Depuis la chute du régime taliban, les objectifs militaires des pays alliés et donateurs ont largement déterminé la manière dont l'aide internationale a été dépensée. Dès 2002, la création des Provincial Reconstruction Teams (PRTs), alliant effort de guerre et reconstruction, annonce une forte militarisation de l'aide. Par la suite, la doctrine contre-insurrectionnelle initiée par les Etats-Unis et adoptée par l'Otan, qui stipule que l'aide doit soutenir et consolider les avancées militaires, s'avère bien souvent sur le terrain incapable de garantir sécurité et stabilité. L'afflux de fonds dans des zones à peine reprises aux insurgés ne permet pas de développer la confiance des Afghans envers les institutions de l'Etat. Les problèmes de sécurité dans ces régions empêchent les donateurs d'assurer le suivi des projets de stabilisation qui y sont développés, qu'ils soient mis en place par des acteurs civils ou militaires. Ce faible monitoring affecte non seulement l'efficacité de l'aide dépensée, mais favorise aussi la multiplication des contrats de sous-traitance, des risques de corruption et des occasions pour les insurgés de “taxer” les projets en faisant du chantage à la sécurité.
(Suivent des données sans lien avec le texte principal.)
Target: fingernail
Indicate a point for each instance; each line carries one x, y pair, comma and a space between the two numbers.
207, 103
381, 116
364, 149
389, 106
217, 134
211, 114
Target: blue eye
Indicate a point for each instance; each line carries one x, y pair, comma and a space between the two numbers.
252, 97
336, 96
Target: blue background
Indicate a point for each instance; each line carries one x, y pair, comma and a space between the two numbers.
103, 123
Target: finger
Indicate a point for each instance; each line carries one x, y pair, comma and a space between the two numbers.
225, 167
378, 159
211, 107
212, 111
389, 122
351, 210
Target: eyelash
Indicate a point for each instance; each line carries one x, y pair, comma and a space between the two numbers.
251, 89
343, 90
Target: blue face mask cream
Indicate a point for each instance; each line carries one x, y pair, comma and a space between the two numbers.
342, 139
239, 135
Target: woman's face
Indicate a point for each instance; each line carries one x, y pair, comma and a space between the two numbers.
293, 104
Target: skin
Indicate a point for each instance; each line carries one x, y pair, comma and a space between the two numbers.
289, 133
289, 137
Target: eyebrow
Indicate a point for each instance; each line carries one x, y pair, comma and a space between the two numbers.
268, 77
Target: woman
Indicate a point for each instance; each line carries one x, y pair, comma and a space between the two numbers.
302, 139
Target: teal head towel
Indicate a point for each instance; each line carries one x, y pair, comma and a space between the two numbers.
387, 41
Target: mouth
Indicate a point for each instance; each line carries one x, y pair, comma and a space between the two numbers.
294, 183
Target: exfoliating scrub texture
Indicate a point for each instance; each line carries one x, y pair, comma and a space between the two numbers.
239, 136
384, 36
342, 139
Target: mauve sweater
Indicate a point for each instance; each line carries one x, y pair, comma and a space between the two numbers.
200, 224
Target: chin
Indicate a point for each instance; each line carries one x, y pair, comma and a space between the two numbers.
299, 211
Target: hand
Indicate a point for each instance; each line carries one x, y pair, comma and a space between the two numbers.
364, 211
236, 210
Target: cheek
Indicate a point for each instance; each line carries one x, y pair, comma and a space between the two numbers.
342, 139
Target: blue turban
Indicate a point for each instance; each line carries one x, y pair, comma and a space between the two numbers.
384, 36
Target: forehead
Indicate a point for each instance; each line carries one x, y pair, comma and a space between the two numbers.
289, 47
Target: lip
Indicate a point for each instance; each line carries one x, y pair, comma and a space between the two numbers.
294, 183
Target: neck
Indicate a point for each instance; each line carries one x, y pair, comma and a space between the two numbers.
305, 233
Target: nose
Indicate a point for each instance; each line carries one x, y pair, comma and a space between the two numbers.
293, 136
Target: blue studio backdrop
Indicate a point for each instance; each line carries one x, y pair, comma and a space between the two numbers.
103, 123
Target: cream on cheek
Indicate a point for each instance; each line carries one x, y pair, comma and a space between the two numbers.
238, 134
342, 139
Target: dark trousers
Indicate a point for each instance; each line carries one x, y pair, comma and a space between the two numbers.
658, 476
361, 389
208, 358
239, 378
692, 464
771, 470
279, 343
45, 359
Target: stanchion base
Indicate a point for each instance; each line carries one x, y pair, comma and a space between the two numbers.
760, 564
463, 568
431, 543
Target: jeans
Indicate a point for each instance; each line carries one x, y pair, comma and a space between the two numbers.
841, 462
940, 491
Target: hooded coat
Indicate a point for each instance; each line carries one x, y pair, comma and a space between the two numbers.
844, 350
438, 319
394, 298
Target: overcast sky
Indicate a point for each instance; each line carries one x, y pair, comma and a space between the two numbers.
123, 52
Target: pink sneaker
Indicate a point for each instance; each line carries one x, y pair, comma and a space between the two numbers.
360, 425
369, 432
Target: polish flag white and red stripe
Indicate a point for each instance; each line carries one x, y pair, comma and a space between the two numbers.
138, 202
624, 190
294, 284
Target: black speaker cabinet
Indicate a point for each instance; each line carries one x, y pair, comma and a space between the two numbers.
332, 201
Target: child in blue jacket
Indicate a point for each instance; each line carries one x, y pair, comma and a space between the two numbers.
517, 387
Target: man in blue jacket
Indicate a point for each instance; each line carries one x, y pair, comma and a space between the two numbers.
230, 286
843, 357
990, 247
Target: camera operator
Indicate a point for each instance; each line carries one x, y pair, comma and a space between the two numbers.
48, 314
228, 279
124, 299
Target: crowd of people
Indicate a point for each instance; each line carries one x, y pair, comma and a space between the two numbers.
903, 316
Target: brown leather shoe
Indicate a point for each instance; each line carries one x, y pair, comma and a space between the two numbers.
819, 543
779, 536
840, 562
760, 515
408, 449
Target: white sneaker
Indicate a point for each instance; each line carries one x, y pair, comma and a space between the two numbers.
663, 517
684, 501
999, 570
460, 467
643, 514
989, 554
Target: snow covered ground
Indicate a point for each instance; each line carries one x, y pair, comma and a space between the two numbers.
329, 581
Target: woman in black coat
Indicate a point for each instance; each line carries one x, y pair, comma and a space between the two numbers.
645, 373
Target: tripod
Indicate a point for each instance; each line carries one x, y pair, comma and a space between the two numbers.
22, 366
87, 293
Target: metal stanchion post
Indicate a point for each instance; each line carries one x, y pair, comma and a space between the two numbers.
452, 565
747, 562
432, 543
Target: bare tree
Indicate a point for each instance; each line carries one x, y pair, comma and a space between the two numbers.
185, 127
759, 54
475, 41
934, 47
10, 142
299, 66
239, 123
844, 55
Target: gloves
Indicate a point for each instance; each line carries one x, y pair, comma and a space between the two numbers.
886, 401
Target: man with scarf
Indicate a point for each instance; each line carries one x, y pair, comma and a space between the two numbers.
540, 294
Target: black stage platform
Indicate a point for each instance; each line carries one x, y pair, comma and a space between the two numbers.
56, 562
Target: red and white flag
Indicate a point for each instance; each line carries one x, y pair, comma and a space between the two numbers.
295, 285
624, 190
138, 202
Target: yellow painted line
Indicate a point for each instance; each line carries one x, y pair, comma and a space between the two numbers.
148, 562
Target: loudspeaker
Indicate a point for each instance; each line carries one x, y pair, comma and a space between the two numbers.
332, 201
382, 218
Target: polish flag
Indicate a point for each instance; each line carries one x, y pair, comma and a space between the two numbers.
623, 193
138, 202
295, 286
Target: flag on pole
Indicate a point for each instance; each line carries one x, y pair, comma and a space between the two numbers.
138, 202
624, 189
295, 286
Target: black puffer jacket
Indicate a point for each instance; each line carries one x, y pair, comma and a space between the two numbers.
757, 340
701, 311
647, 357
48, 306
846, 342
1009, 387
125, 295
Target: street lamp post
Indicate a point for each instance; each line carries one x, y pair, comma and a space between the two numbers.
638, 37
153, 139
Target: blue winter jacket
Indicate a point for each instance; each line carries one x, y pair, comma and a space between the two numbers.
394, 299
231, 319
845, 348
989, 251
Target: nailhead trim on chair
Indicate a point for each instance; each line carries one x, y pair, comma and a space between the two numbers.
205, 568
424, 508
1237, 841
Ce parti pris de la communauté internationale en faveur d'une aide liée aux objectifs stratégiques à court-terme a également mis à mal la capacité des organisations non-gouvernementales à maintenir leur indépendance et leur neutralité, indispensables à leurs activités dans des régions tenues par les insurgés. Avec cet amalgame entre effort de guerre et aide, et alors que l'insécurité s'étend désormais dans des zones considérées relativement stables, les déplacements de population et les besoins humanitaires augmentent quand l'accès à l'assistance humanitaire se réduit.
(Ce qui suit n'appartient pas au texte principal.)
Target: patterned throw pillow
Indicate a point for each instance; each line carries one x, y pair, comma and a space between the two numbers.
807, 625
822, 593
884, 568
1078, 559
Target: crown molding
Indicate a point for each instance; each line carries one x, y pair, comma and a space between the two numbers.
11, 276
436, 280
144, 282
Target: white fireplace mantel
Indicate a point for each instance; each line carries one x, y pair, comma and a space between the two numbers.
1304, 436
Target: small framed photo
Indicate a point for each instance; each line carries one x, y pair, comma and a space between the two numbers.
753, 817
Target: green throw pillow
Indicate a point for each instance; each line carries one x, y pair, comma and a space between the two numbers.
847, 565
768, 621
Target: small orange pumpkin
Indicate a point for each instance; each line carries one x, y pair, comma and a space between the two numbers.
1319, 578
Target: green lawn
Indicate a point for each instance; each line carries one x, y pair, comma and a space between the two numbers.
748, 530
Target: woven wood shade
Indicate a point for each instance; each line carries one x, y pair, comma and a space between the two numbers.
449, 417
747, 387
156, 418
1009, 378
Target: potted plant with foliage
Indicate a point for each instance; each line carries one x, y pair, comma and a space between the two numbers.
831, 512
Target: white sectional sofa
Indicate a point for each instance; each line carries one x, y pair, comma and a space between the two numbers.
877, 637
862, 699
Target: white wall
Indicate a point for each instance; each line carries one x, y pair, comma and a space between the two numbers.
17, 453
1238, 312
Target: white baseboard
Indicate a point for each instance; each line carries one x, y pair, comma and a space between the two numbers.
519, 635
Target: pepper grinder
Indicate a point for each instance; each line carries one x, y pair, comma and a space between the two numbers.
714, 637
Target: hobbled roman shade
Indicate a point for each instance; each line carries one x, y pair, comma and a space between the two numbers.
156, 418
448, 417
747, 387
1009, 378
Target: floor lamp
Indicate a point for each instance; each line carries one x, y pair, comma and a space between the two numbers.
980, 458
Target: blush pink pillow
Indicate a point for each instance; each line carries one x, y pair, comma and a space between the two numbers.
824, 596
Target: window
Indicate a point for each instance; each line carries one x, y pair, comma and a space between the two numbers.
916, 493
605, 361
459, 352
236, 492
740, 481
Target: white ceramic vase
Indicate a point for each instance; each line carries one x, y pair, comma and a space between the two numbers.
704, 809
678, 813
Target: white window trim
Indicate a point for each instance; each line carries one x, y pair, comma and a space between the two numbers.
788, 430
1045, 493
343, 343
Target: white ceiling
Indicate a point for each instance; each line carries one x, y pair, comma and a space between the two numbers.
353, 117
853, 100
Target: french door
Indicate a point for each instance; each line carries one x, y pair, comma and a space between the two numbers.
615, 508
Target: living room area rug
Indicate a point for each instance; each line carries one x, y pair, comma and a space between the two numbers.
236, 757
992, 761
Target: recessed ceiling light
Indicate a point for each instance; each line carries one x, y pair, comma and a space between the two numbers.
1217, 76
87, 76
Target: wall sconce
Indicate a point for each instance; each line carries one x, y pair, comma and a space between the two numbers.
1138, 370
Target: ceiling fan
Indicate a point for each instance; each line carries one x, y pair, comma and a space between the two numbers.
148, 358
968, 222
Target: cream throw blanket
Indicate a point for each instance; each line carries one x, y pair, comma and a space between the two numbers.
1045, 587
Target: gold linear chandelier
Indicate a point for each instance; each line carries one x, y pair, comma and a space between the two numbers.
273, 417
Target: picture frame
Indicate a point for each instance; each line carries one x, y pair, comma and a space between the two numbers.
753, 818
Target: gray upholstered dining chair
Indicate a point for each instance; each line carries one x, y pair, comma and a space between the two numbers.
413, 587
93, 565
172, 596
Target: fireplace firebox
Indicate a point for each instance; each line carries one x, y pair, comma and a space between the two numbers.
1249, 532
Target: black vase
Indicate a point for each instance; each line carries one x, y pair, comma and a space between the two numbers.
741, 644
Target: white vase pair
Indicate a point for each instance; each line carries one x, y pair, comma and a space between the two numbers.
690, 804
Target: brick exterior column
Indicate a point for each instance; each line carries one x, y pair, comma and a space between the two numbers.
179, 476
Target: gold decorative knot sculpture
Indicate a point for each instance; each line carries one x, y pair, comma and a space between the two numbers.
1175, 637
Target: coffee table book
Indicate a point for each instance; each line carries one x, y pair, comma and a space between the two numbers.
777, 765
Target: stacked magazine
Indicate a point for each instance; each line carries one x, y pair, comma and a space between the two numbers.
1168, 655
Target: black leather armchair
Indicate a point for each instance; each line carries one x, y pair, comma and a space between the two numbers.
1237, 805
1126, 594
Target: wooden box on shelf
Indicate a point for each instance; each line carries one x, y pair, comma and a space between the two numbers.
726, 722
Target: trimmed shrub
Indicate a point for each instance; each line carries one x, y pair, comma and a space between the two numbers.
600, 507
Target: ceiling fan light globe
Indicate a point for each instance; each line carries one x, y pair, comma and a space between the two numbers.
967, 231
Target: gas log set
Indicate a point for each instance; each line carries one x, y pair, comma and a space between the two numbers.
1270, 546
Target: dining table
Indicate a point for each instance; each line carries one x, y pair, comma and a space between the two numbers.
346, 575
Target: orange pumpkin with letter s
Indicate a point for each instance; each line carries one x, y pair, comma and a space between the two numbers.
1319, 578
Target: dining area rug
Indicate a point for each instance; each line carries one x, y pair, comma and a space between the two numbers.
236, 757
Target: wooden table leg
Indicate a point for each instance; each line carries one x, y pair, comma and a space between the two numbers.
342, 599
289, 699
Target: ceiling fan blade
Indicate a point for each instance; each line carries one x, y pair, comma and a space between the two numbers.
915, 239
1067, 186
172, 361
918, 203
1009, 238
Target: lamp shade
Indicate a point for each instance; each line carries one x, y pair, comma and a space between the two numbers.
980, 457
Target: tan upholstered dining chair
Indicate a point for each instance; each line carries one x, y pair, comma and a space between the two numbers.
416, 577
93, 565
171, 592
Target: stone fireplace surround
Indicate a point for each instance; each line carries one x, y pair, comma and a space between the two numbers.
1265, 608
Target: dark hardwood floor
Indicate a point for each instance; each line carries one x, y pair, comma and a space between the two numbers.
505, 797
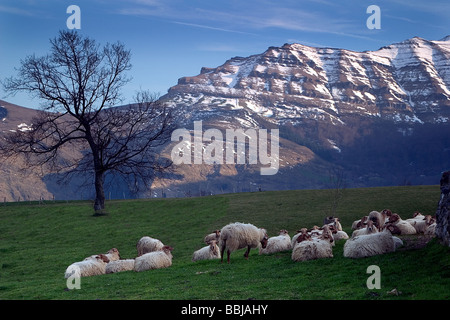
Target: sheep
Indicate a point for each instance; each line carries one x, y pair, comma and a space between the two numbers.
340, 234
379, 218
422, 224
282, 242
328, 220
211, 251
112, 255
215, 235
148, 244
370, 228
90, 266
358, 224
235, 236
397, 242
327, 234
334, 222
119, 265
369, 245
430, 230
299, 233
154, 260
405, 227
310, 248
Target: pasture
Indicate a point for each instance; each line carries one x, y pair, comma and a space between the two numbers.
39, 241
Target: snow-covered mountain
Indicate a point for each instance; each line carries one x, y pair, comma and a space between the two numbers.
380, 116
404, 82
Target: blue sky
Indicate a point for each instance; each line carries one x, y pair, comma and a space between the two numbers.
170, 39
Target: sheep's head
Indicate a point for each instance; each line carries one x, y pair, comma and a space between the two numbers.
393, 229
114, 251
429, 219
370, 226
167, 249
304, 236
417, 213
326, 234
394, 218
332, 228
102, 257
213, 248
264, 240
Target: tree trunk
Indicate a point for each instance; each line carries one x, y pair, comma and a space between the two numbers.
99, 204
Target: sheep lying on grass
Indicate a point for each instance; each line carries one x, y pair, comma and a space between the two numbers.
379, 218
369, 245
370, 228
310, 248
111, 255
215, 235
235, 236
120, 265
282, 242
421, 222
211, 251
154, 260
148, 244
359, 224
404, 226
91, 266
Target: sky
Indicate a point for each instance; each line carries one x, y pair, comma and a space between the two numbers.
170, 39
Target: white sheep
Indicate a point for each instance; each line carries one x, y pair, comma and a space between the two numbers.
405, 227
282, 242
370, 228
154, 260
339, 235
299, 233
359, 224
210, 251
90, 266
416, 216
309, 248
369, 245
421, 224
379, 218
397, 242
120, 265
431, 229
215, 235
235, 236
148, 244
112, 255
333, 221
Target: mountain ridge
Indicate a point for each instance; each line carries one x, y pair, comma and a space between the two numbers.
378, 117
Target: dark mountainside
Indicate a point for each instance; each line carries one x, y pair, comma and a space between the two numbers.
379, 117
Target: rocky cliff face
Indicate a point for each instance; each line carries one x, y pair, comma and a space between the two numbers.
380, 117
404, 82
372, 114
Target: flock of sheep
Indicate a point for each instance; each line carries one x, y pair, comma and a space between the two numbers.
371, 235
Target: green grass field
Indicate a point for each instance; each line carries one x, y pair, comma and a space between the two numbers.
39, 241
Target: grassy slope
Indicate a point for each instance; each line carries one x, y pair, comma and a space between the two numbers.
38, 242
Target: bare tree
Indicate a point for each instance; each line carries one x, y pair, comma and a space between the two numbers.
80, 84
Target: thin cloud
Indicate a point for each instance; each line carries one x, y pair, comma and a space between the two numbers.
209, 27
16, 11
La rencontre des pays donateurs prévue à Bonn en fin d'année, dix ans après celle de 2001, est l'occasion de revoir de manière radicale la stratégie qui sous-tend l'engagement international en Afghanistan. Certes, l'Otan ne peut maintenir indéfiniment ses troupes mais un désengagement rapide des pays donateurs risquerait de déstabiliser l'Etat afghan au point de faire glisser le pays dans la guerre civile. Des négociations de paix bâclées entre les États-Unis, leurs alliés et les insurgés menaceraient aussi les gains difficilement acquis, tels ceux réalisés dans les secteurs de l'éducation, de la santé et du droit des femmes. Il s'agit de définir un plan à long-terme d'aide à la reconstruction, aux besoins humanitaires et au développement, allant bien au-delà des actuelles dispositions de la communauté internationale et du régime d'Hamid Karzai.

Il est grand temps que la communauté internationale se rende compte que l'aide ne pourra contribuer à la stabilité que si la priorité est de développer un Etat de droit, promesse faite aux Afghans il y a déjà dix ans. Faire entrer une part importante de l'aide dans le budget du gouvernement afghan est une première étape de ce partenariat mais elle doit s'accompagner d'un effort concerté pour développer la capacité des institutions et le monitoring des fonds destinés au développement. L'Union européenne, forte du traité de Lisbonne, a ici toute sa place afin d'articuler un message politique sans ambiguïté rappelant les obligations internationales envers le peuple afghan, et d'éviter un transfert de responsabilité précipité dans une course au désengagement.